Order for production of documents – principles applicable to s. 29 application – respondent deemed capable of producing document which it had enforceable right to obtain – Bankruptcy Ordinance (Cap.6) s.29
T was the trustee in bankruptcy of B. T believed that B operated a complex scheme using offshore companies and nominees to conceal his assets, one of which was C. R1 were the joint and several liquidators of C. R1 were minority partners of an accounting firm, R2, which had subsequently split up and was represented by its majority partners. T successfully obtained disclosure orders pursuant to s.29 of the Bankruptcy Ordinance (Cap. 6) (“BO”) against R1–2 (R1’s Order & R2’s Order respectively) by consent, requiring them to produce certain documents or to make an affirmation if those were no longer in their possession, custody and power. Rs failed to comply fully with the disclosure orders. T applied, inter alia, to enforce R1’s Order pursuant to O. 45 of the Rules of the High Court (Cap. 4A, Sub. Leg.) (the “RHC”) and to impose R2’s Order on R1 by way of a fresh order (“R2’s Fresh Order”) pursuant to s. 29 of the BO. While R2 had previously had possession of the documents sought, the majority partners claimed that they were in the possession of R1’s, who had conduct of the relevant matters on its behalf; whereas R1 claimed that the documents remained with the majority partners.

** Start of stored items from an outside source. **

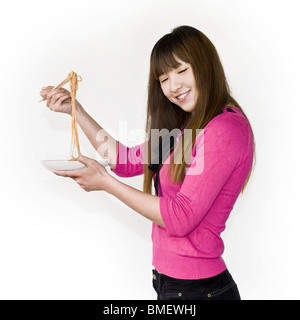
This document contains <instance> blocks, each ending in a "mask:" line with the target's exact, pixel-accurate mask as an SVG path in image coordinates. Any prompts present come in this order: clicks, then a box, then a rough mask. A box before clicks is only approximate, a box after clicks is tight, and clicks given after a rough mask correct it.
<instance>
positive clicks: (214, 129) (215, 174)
mask: <svg viewBox="0 0 300 320" xmlns="http://www.w3.org/2000/svg"><path fill="white" fill-rule="evenodd" d="M229 119H231V120H229ZM242 120H244V119H242ZM249 130H250V127H248V126H247V124H245V121H242V122H241V121H240V120H239V119H237V118H235V119H232V118H229V117H228V116H224V117H222V118H219V119H216V120H214V122H213V124H212V125H210V126H207V128H205V129H204V130H202V131H201V132H200V134H198V136H197V138H196V142H195V145H194V149H193V153H194V155H195V151H197V152H196V155H195V157H194V158H193V159H192V161H191V164H190V166H189V167H188V168H187V170H186V176H185V179H184V181H183V184H182V186H181V189H180V191H179V192H178V193H177V194H176V197H175V198H167V197H161V198H160V211H161V215H162V219H163V221H164V224H165V227H166V231H167V233H168V235H169V236H177V237H183V236H186V235H187V234H189V233H190V232H192V231H193V230H194V229H195V228H196V227H197V226H198V225H199V224H200V222H201V221H202V219H203V218H204V216H205V215H206V213H207V212H208V211H209V209H210V208H211V206H212V205H213V203H214V201H215V200H216V198H217V197H218V195H219V193H220V191H221V190H222V188H223V187H224V185H225V184H226V182H227V180H228V179H229V178H230V176H231V174H232V172H233V171H234V170H235V169H236V168H237V166H239V164H240V162H241V161H242V159H243V156H244V155H245V154H246V153H247V148H249V137H250V135H249ZM246 170H248V169H246ZM248 171H249V170H248ZM247 176H248V172H245V173H244V174H243V176H242V177H241V179H243V180H245V179H244V177H247Z"/></svg>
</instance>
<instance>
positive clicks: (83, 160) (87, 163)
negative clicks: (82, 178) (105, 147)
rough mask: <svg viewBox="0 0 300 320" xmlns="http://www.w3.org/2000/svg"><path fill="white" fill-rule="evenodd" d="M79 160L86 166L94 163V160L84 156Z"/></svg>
mask: <svg viewBox="0 0 300 320" xmlns="http://www.w3.org/2000/svg"><path fill="white" fill-rule="evenodd" d="M78 160H79V161H80V162H81V163H83V164H85V165H88V164H90V163H91V161H93V159H92V158H88V157H85V156H83V155H80V156H79V157H78Z"/></svg>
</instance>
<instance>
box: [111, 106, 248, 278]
mask: <svg viewBox="0 0 300 320" xmlns="http://www.w3.org/2000/svg"><path fill="white" fill-rule="evenodd" d="M230 108H231V109H232V110H233V111H235V113H233V112H228V111H227V109H226V108H224V110H223V113H222V114H219V115H217V116H216V117H215V118H213V119H212V120H211V121H210V122H209V123H208V124H207V125H206V126H205V128H204V129H203V130H202V131H201V132H200V133H199V134H198V135H197V138H196V143H195V144H194V148H193V153H192V157H191V159H192V161H191V163H190V165H189V166H188V167H187V170H186V176H185V179H184V181H183V183H182V184H174V183H172V182H171V180H170V178H169V177H167V171H168V167H169V164H167V163H169V162H167V161H166V162H165V163H164V165H163V167H162V168H161V170H160V174H159V178H160V212H161V216H162V219H163V221H164V224H165V226H166V228H163V227H161V226H159V225H157V224H155V223H153V226H152V242H153V260H152V263H153V266H154V267H155V269H156V270H157V271H158V272H160V273H163V274H166V275H168V276H170V277H173V278H178V279H203V278H208V277H212V276H215V275H217V274H219V273H221V272H222V271H224V270H225V269H226V265H225V262H224V260H223V259H222V257H221V256H222V254H223V252H224V244H223V241H222V239H221V233H222V232H223V231H224V229H225V223H226V220H227V219H228V216H229V214H230V212H231V210H232V209H233V206H234V204H235V202H236V199H237V197H238V196H239V194H240V192H241V190H242V187H243V185H244V182H245V181H246V178H247V176H248V174H249V172H250V170H251V167H252V161H253V140H252V133H251V128H250V125H249V122H248V120H247V119H246V118H245V117H244V116H243V114H242V112H241V111H240V109H239V108H237V107H230ZM181 134H182V132H181ZM177 141H178V138H177ZM144 146H145V144H141V145H137V146H134V147H126V146H124V145H123V144H122V143H120V142H119V152H118V159H117V165H116V168H115V169H114V170H112V171H113V172H114V173H115V174H117V175H118V176H121V177H132V176H135V175H139V174H143V152H144ZM167 160H168V159H167ZM154 178H155V174H154Z"/></svg>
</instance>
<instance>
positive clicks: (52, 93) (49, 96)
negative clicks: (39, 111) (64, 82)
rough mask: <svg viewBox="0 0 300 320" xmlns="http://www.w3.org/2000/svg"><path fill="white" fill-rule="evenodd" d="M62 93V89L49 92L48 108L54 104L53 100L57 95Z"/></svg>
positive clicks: (55, 89)
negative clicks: (52, 100) (53, 102)
mask: <svg viewBox="0 0 300 320" xmlns="http://www.w3.org/2000/svg"><path fill="white" fill-rule="evenodd" d="M58 93H62V89H54V90H53V89H51V90H49V91H48V92H47V106H48V107H49V106H50V105H51V104H53V101H52V98H53V96H54V95H55V94H58Z"/></svg>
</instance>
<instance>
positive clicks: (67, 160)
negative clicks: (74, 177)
mask: <svg viewBox="0 0 300 320" xmlns="http://www.w3.org/2000/svg"><path fill="white" fill-rule="evenodd" d="M41 162H42V164H43V165H44V166H45V167H46V168H47V169H48V170H50V171H52V172H53V171H55V170H75V169H81V168H84V167H85V164H83V163H82V162H80V161H69V160H42V161H41ZM98 162H99V163H100V164H101V165H103V166H104V167H106V166H107V165H108V164H109V162H110V160H104V159H103V160H98Z"/></svg>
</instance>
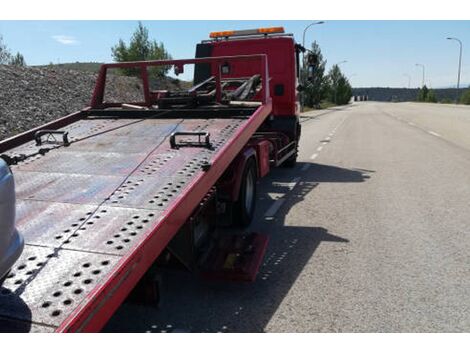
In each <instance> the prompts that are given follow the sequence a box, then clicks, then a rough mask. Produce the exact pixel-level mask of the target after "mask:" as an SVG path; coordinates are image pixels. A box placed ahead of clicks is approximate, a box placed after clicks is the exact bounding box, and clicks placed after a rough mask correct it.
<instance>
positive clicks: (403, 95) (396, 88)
mask: <svg viewBox="0 0 470 352" xmlns="http://www.w3.org/2000/svg"><path fill="white" fill-rule="evenodd" d="M433 90H434V92H435V93H436V97H437V100H438V101H442V100H452V101H453V100H455V98H456V96H457V89H455V88H438V89H433ZM462 92H463V89H461V93H462ZM353 95H367V96H368V97H369V100H374V101H415V100H416V97H417V95H418V89H417V88H411V89H408V88H382V87H367V88H353Z"/></svg>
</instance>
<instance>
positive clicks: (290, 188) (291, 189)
mask: <svg viewBox="0 0 470 352" xmlns="http://www.w3.org/2000/svg"><path fill="white" fill-rule="evenodd" d="M299 181H300V177H296V178H294V179H292V181H291V182H273V183H272V184H273V186H277V187H286V188H289V191H292V190H293V189H294V187H295V186H297V183H298V182H299ZM283 196H284V194H281V195H280V196H279V198H282V197H283Z"/></svg>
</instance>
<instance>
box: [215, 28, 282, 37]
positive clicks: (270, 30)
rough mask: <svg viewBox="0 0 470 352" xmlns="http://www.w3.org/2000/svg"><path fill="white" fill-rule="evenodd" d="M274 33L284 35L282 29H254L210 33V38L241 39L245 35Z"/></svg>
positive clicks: (280, 28)
mask: <svg viewBox="0 0 470 352" xmlns="http://www.w3.org/2000/svg"><path fill="white" fill-rule="evenodd" d="M274 33H284V27H266V28H256V29H245V30H241V31H221V32H211V33H210V35H209V37H210V38H228V37H242V36H247V35H256V34H274Z"/></svg>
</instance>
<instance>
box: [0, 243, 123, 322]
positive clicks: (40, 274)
mask: <svg viewBox="0 0 470 352" xmlns="http://www.w3.org/2000/svg"><path fill="white" fill-rule="evenodd" d="M118 260H119V257H116V256H109V255H103V254H97V253H88V252H79V251H70V250H65V249H54V248H48V247H37V246H32V245H27V246H26V247H25V249H24V252H23V254H22V256H21V258H20V259H19V260H18V262H17V263H16V264H15V266H14V267H13V268H12V271H11V273H10V274H9V275H8V277H7V279H6V280H5V283H4V285H3V287H2V288H1V289H0V299H1V304H0V316H1V317H5V318H10V319H15V320H19V321H24V322H34V323H36V324H39V325H44V326H49V327H57V326H58V325H59V324H60V323H61V322H62V321H63V319H64V318H65V317H66V316H67V315H68V314H70V313H71V312H72V310H73V309H75V308H76V307H77V306H78V305H79V304H80V302H82V301H83V299H84V298H85V297H86V295H87V294H88V293H89V292H90V291H91V290H92V288H94V287H96V285H97V284H99V283H100V282H101V280H102V279H103V278H104V276H105V275H106V274H107V273H108V272H109V270H110V268H111V267H112V266H113V265H114V264H116V263H117V261H118Z"/></svg>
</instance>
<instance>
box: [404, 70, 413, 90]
mask: <svg viewBox="0 0 470 352" xmlns="http://www.w3.org/2000/svg"><path fill="white" fill-rule="evenodd" d="M403 76H406V77H408V89H410V86H411V76H410V75H409V74H408V73H404V74H403Z"/></svg>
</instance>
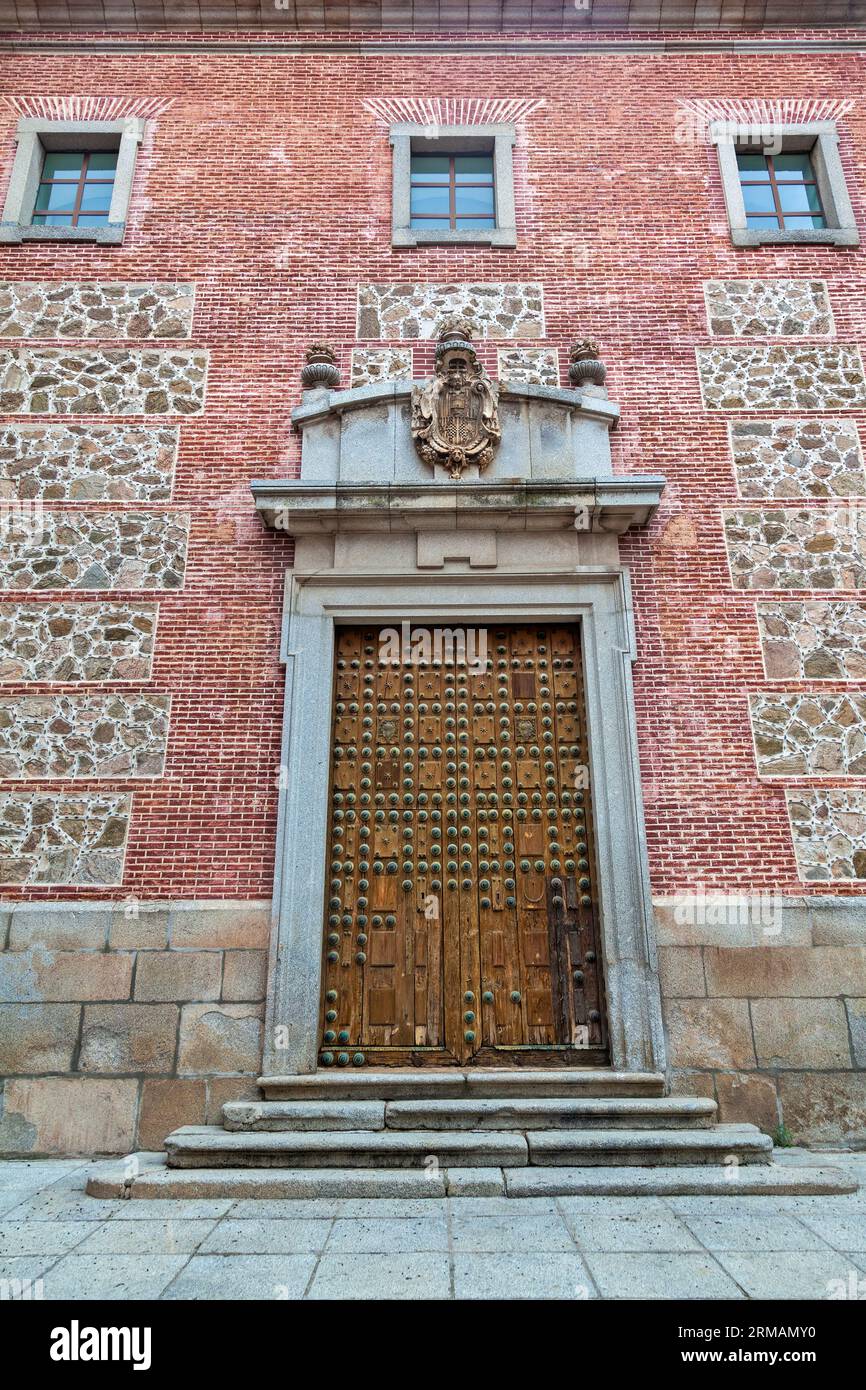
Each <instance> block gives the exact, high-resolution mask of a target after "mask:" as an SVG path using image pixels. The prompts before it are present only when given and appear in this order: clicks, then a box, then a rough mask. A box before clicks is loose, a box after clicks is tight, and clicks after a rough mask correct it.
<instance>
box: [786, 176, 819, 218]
mask: <svg viewBox="0 0 866 1390" xmlns="http://www.w3.org/2000/svg"><path fill="white" fill-rule="evenodd" d="M778 202H780V203H781V207H783V213H809V211H810V213H820V210H822V204H820V199H819V196H817V189H816V188H815V185H813V183H780V185H778Z"/></svg>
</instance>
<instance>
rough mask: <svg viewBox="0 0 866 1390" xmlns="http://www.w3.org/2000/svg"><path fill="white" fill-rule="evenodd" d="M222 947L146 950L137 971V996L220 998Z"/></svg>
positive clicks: (136, 994)
mask: <svg viewBox="0 0 866 1390" xmlns="http://www.w3.org/2000/svg"><path fill="white" fill-rule="evenodd" d="M221 976H222V952H221V951H145V952H142V955H140V956H139V959H138V967H136V972H135V998H136V999H218V998H220V980H221Z"/></svg>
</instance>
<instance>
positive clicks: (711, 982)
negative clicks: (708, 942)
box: [703, 947, 866, 999]
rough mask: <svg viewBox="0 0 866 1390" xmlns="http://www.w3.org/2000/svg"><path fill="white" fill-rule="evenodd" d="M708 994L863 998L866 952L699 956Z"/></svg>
mask: <svg viewBox="0 0 866 1390" xmlns="http://www.w3.org/2000/svg"><path fill="white" fill-rule="evenodd" d="M703 965H705V970H706V988H708V994H710V995H723V997H734V998H749V997H752V998H766V997H780V998H785V997H788V998H805V999H808V998H822V997H833V995H840V994H851V995H863V994H866V947H812V948H809V947H755V948H753V949H751V951H728V949H724V948H717V947H708V948H706V951H705V954H703Z"/></svg>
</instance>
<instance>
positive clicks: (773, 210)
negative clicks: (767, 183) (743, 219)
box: [742, 183, 776, 213]
mask: <svg viewBox="0 0 866 1390" xmlns="http://www.w3.org/2000/svg"><path fill="white" fill-rule="evenodd" d="M742 202H744V204H745V210H746V213H771V211H774V207H776V204H774V203H773V189H771V188H769V186H765V185H763V183H755V185H752V186H749V185H748V183H744V185H742Z"/></svg>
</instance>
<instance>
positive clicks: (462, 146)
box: [389, 121, 517, 246]
mask: <svg viewBox="0 0 866 1390" xmlns="http://www.w3.org/2000/svg"><path fill="white" fill-rule="evenodd" d="M389 139H391V145H392V149H393V161H392V203H391V245H392V246H435V245H442V243H445V245H466V243H467V242H468V243H474V245H480V246H517V227H516V214H514V170H513V157H512V149H513V145H514V139H516V135H514V126H513V125H512V124H510V122H503V124H491V125H435V126H431V125H418V124H416V122H413V121H400V122H399V124H396V125H392V126H391V132H389ZM443 149H448V152H449V154H477V153H491V152H492V154H493V197H495V211H496V227H493V228H488V229H484V228H478V229H475V231H473V229H471V228H470V227H464V228H455V229H450V228H438V229H430V231H424V229H423V228H418V227H410V225H409V224H410V211H409V208H410V168H411V156H413V153H416V154H435V153H438V152H442V150H443Z"/></svg>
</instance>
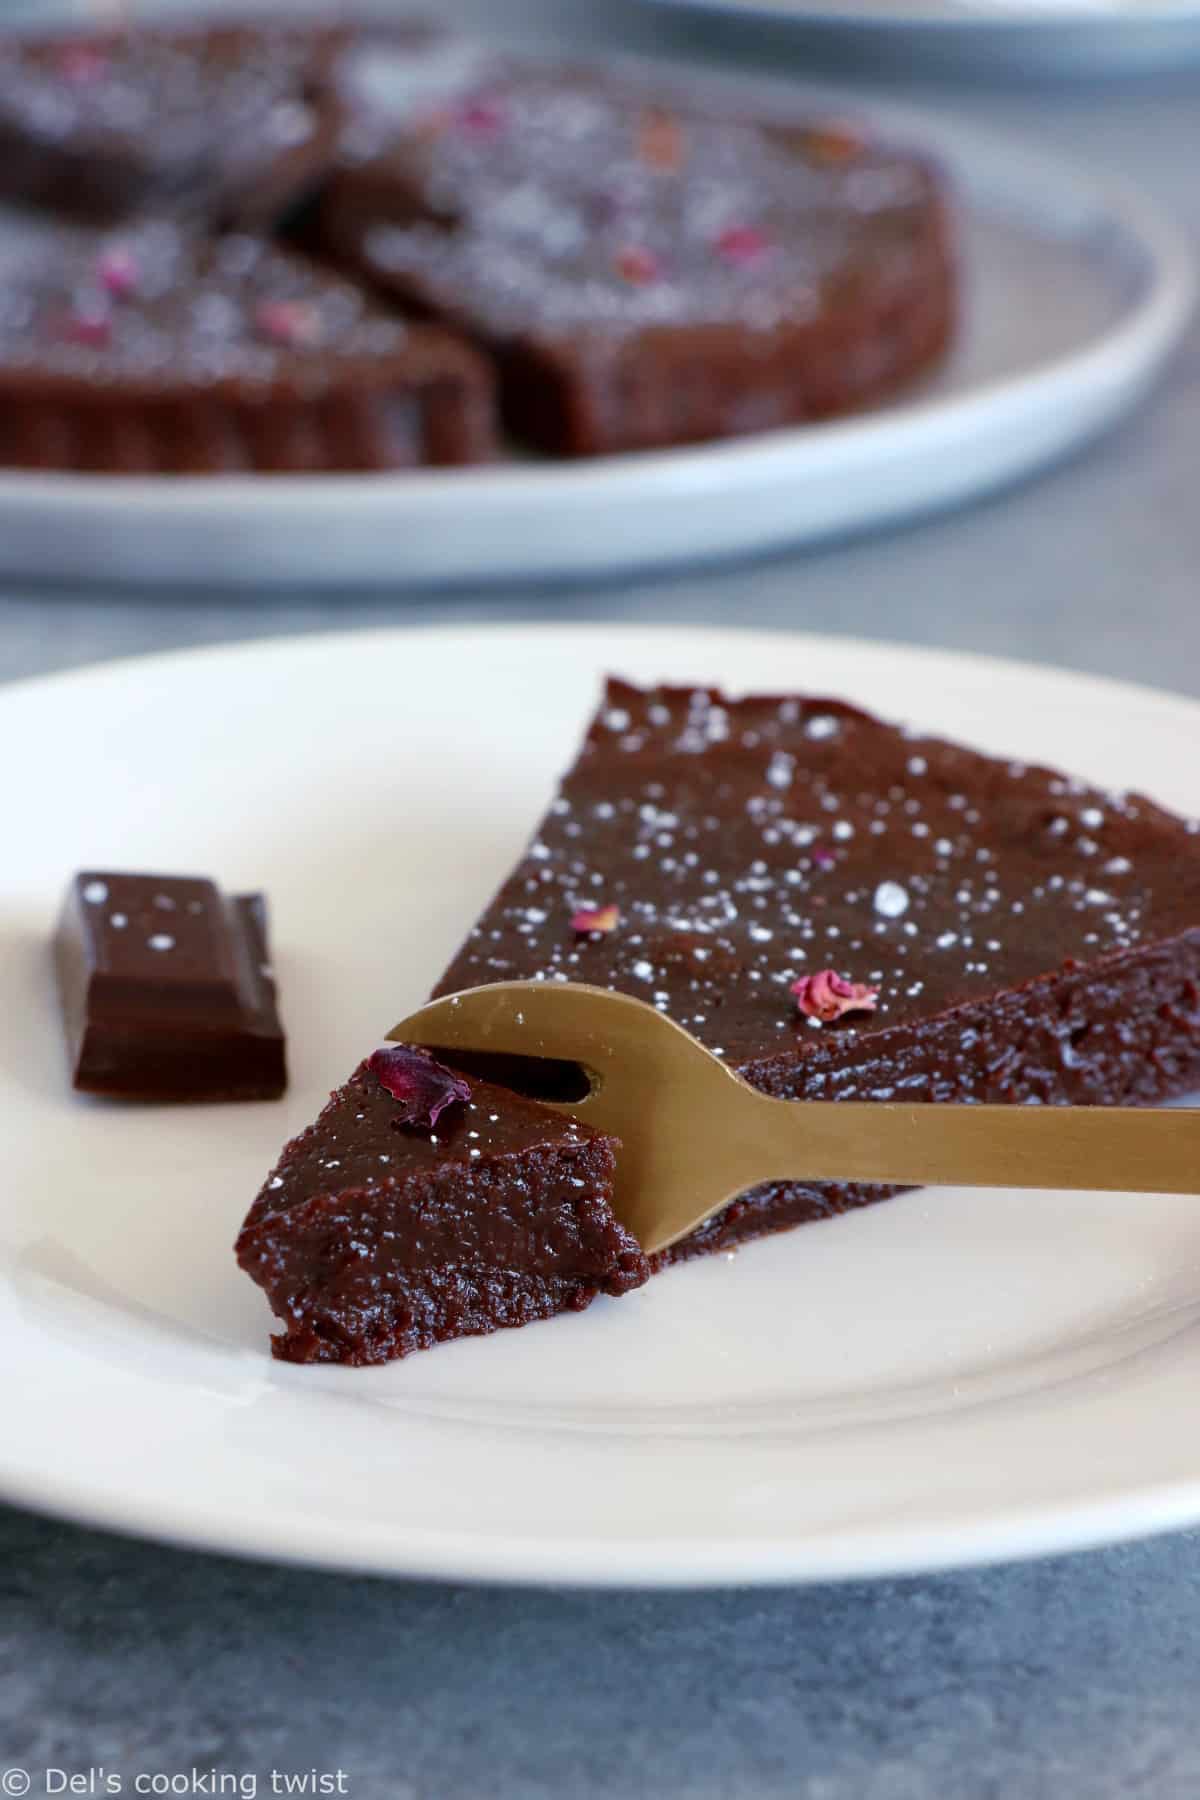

Held, allowing the application, that:
Principles applicable to application under s. 29 of the BO
- A trustee in relation to the bankrupt was in the same position as a liquidator in an insolvent company. The principles governing the court’s exercise of the discretion under s. 29 of the BO and the equivalent in s. 221 of the Companies (Winding-up and Miscellaneous Provisions) Ordinance (Cap. 32) were essentially the same. A trustee needed far wider discovery to enable him to discharge his functions than what was permissible in an ordinary inter-party or third party discovery under O. 24.
- The following principles were applicable to a s. 29(1) application:
- the power conferred by the section was general, wide, unlimited and discretionary in nature;
- to invoke the court’s exercise of the discretion, the trustee bore the burden of proving: (i) that the provision of information or documents was reasonably required for him to carry out his functions, in respect of which great weight should be given to his views, and (ii) a prima facie case that the respondent was able to provide the same; and
- as the exercise of the power might be oppressive to a third party or the bankrupt, the court must carefully strike a balance between the trustee’s reasonable requirements and the need to avoid making an order which was wholly unreasonable, unnecessary or oppressive to the person concerned, and the burden was on the trustee to satisfy the court it was a proper case for such an order to be made.